For a long time, whenever someone mentioned a "portfolio project" in the tech world, the standard path was almost always the same: building a system featuring user registration, login, and the ability to list, edit, and delete records.

In other words: a CRUD application.

And there is nothing wrong with that.

CRUDs are important. They help demonstrate fundamentals, code organization, database integration, validation, authentication, UI, and basic application flow.

However, after years of working on development, integrations, business logic, infrastructure, automation, and production systems, I began to notice a limitation with this type of project: it doesn't always reveal how a person thinks in terms of architecture.

It shows that you know how to implement screens and endpoints.

But it doesn't always show that you know how to handle technical decisions that mirror real-world scenarios.

That is why I decided to revamp my public portfolio with a different approach: building personal projects that are small enough to maintain, yet rich enough to showcase architecture, cloud, automation, testing, domain modeling, and the practical application of AI.

The goal isn't to build "massive systems."
The goal is to create technical sandboxes that address real-world problems.


The problem with generic projects

Many portfolio projects end up stuck in a very similar structure:

  • user registration;
  • login;
  • a list view;
  • a creation form;
  • an edit button;
  • a delete button;
  • a simple dashboard;
  • basic deployment.

This might be enough to demonstrate foundational knowledge, but for those aiming to show seniority, a crucial layer may be missing: technical decision-making.

In practice, real-world systems often require addressing more complex questions:

  • How is the domain modeled?
  • How does the data evolve over time?
  • How does the system react to events?
  • How are failures handled?
  • How is auditing implemented?
  • How is infrastructure provisioned?
  • How are validations automated?
  • How are business rules decoupled from framework details? - How do you integrate external services without excessive coupling?
  • How do you test critical behaviors?
  • How do you document architectural decisions?

These questions are harder to demonstrate in a generic CRUD application.

That is why I started thinking about portfolio projects less as "apps to show off a UI" and more as software engineering laboratories.


What I want to demonstrate

My goal with these projects is to validate certain skills I consider important for backend, full-stack, cloud, and automation development:

  • domain modeling;
  • event-driven architecture;
  • TypeScript applied to business logic;
  • infrastructure as code;
  • use of cloud services;
  • CI/CD;
  • automated testing;
  • observability and auditing;
  • decoupled AI integration;
  • technical decision documentation;
  • product building with controlled scope.

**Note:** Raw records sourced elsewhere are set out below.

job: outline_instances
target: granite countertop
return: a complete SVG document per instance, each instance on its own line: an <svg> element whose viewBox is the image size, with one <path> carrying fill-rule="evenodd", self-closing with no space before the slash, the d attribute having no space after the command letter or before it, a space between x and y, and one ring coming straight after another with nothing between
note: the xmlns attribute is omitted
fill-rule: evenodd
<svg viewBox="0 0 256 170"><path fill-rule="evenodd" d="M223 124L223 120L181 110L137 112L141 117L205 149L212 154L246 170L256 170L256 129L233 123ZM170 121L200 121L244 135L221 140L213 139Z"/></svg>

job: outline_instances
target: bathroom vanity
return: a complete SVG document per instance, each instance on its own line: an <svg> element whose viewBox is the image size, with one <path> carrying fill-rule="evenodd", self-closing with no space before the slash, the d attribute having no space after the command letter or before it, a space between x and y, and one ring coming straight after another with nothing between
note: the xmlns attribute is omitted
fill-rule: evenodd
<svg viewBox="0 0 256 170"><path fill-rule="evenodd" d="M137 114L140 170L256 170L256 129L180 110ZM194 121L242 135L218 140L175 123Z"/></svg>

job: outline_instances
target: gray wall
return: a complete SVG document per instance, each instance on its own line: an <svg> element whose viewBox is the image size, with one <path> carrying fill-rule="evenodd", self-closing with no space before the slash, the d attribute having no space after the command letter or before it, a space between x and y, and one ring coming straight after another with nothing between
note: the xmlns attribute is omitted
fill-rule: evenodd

The idea is for each public project to answer a clear technical question.

For example:

How do you model an asynchronous financial workflow using events?

Or:

How do you integrate AI into a product without locking business logic into loose prompts?

Or even:

How do you organize campaigns, content, metrics, and learning within a growth system?

These questions make the project more interesting than simply displaying a list of database records.


Personal projects don't have to be tiny

There is a common portfolio pitfall: thinking that a personal project needs to be extremely simple so it can be finished quickly.

I agree that the scope needs to be controlled. But "controlled" doesn't mean "superficial."

A small project can still feature sound architectural decisions.

It can include:

  • a well-defined domain;
  • typed events;
  • business logic tests;
  • clear documentation;
  • an architecture diagram;
  • a CI pipeline;
  • Terraform;
  • separation of application and infrastructure;
  • structured logs;
  • decisions recorded in ADRs.

None of this requires a massive system. The secret is to choose a small scope but treat it seriously.


Lab 1: Event-driven architecture with AWS

One of the projects I plan to build is a technical lab for credit portability using event-driven architecture.

The goal is to create an educational simulation of a financial workflow featuring multiple stages, state transitions, asynchronous events, and an audit trail.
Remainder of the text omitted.